Ce programme date cependant de 40 ans. Il serait inadéquat d’en transposer les résultats à notre économie actuelle. Plus récemment, la Finlande teste depuis le début de l’année 2017 le revenu universel (Geoffroy, 2017). 2000 citoyens sans emploi ont été tirés au sort pour faire partie du programme pendant deux ans et ainsi recevoir un montant de 560 euros par mois (736$). Durant ces deux années, l’État comparera le cheminement de ces sujets à celui de 2000 autres qui, eux, bénéficient des prestations sociales traditionnelles. Le projet vise notamment à simplifier le système des aides sociales et à inciter les demandeurs d’emploi à être plus entreprenants et plus ambitieux quant à leurs conditions de travail et leur prétention salariale.

Plus proche de nous, l’Ontario va tenter elle aussi l’expérience du revenu minimum garanti comme moyen de lutte contre la pauvreté et d’accès à la santé, le logement et l’emploi. Les premiers rapports arriveront donc prochainement, même si les tests ne sont pas encore portés à grande échelle. Il faut bien quelqu’un pour faire les premiers pas pour inciter les autres à suivre.

Un grand défi pour la prochaine décennie

Le principal argument de campagne de Benoît Hamon est-il assez solide en l’état pour faire du candidat socialiste un prétendant sérieux à l’Élysée ? Il semble l’être suffisamment assez pour convaincre les électeurs de la gauche. C’est par ailleurs un projet qui n’entrera pas en vigueur du jour au lendemain. Il faudra bien des étapes et des années avant que le revenu universel ne voie le jour. Advenant sa victoire aux élections, le premier quinquennat de Benoît Hamon ne sera certainement pas suffisant pour mettre en place une telle entreprise. Contrairement au gouvernement québécois qui affirmait se pencher sur le cas mais qui ne semble pas prêt à « bousculer toutes les mesures sociales mises en place depuis les années 60 » (Fragasso-Marquis, 2016), il faudra préparer le terrain et oser se mouiller un jour ou l’autre.

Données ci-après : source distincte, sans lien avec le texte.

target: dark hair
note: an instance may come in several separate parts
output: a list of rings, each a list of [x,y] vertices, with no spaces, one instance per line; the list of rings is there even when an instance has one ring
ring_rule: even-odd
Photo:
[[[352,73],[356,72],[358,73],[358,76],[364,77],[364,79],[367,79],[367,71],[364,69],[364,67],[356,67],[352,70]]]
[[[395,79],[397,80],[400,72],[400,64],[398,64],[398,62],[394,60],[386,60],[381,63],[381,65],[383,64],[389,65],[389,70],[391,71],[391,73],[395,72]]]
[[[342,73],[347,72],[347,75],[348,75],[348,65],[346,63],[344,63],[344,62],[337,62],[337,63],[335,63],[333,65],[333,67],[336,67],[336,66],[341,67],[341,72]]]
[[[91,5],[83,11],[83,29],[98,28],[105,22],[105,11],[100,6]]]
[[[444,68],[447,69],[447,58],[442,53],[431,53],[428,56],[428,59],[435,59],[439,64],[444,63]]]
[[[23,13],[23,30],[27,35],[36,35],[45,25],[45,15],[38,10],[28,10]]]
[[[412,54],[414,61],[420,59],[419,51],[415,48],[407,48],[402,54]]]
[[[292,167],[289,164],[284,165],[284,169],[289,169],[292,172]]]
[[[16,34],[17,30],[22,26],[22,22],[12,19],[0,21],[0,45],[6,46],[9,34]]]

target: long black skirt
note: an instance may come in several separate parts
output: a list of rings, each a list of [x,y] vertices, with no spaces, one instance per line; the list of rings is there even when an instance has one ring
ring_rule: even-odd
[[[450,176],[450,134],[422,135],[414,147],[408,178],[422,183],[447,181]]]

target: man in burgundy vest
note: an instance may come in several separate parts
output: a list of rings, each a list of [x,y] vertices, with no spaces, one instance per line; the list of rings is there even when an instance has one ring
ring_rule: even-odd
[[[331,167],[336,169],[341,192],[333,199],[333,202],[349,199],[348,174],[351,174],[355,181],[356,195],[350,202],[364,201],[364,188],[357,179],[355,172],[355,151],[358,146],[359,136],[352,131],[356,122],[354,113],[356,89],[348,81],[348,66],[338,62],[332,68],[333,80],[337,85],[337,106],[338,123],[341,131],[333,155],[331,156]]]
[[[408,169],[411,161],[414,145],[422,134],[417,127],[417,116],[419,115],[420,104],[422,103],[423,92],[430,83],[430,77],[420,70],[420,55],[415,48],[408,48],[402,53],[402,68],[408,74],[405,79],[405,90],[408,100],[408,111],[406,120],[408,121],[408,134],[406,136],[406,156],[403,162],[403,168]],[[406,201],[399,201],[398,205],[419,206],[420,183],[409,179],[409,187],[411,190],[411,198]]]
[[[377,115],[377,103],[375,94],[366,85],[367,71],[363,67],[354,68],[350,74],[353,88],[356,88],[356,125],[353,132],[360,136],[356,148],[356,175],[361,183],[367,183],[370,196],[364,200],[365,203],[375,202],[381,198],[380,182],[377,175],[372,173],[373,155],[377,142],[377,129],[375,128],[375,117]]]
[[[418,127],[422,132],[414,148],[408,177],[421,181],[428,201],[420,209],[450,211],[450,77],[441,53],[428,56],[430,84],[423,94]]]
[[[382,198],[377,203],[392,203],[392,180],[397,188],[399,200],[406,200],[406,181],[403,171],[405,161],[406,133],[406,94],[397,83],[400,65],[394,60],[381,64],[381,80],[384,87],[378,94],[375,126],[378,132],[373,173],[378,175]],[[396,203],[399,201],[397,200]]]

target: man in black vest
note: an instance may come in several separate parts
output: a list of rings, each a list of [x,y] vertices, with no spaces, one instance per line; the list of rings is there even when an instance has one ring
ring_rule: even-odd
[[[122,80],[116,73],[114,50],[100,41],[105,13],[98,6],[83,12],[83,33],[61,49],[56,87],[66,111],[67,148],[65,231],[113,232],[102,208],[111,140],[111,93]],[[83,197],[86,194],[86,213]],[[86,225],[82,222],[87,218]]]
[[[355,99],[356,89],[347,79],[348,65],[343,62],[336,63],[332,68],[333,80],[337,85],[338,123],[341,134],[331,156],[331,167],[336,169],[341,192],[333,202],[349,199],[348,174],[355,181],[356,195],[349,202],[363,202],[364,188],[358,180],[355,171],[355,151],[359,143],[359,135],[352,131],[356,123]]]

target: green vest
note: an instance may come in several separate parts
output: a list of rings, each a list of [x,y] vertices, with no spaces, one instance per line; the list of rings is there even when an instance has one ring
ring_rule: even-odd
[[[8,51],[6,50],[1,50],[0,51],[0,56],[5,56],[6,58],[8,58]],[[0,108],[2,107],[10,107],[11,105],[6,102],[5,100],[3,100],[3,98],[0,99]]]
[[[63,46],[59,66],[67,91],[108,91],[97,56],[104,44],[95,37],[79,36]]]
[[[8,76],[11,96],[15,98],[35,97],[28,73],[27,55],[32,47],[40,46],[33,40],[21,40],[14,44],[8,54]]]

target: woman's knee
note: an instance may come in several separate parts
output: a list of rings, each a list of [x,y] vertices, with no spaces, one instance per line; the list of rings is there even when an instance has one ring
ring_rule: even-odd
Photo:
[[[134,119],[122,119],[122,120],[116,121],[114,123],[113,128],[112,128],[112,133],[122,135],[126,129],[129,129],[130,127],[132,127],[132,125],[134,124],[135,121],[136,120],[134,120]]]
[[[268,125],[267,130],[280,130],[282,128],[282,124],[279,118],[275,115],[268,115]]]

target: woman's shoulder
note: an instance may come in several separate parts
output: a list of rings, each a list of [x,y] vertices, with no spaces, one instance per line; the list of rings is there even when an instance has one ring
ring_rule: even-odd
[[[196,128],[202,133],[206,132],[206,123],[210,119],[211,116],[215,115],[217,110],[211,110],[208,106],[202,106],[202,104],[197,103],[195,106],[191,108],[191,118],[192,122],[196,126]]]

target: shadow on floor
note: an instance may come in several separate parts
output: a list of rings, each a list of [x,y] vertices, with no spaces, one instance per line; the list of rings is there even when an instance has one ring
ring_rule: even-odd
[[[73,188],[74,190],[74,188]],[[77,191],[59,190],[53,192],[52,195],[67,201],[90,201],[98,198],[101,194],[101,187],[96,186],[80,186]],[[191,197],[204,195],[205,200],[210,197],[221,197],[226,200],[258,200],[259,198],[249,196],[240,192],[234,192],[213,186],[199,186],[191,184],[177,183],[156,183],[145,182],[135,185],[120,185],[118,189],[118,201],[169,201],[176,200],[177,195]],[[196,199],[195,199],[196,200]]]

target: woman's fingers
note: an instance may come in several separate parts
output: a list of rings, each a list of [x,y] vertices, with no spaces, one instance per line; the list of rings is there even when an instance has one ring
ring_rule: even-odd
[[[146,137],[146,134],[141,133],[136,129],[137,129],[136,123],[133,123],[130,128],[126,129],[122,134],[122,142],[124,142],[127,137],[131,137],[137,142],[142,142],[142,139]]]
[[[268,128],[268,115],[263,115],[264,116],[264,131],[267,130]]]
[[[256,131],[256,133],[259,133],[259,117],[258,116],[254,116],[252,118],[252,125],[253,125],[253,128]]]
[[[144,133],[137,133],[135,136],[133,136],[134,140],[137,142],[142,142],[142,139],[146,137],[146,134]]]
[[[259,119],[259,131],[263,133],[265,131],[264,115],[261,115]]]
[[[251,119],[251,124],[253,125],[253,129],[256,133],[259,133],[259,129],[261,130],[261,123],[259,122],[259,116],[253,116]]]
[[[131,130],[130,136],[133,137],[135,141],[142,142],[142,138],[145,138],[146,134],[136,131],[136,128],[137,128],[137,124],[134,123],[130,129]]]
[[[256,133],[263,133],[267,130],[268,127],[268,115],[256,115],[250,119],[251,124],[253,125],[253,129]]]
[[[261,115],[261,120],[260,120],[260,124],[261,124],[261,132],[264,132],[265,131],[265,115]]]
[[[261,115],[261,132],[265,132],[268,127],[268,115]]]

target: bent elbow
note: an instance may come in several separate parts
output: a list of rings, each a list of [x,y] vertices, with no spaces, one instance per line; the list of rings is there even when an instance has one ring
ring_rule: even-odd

Le revenu universel n’est pas une promesse électorale. C’est une ambition commune de ceux qui y croient. C’est une opération au long cours. Il ne faudra pas taper sur les doigts des pionniers qui ouvriront la voie et qui essuieront les premiers écueils. Oui, le revenu universel est réalisable. Toujours est-il que 2017 n’est pas encore l’année pendant laquelle on le verra se concrétiser. On peut néanmoins se réjouir d’être une société dans laquelle telle mesure sociale est au cœur du débat.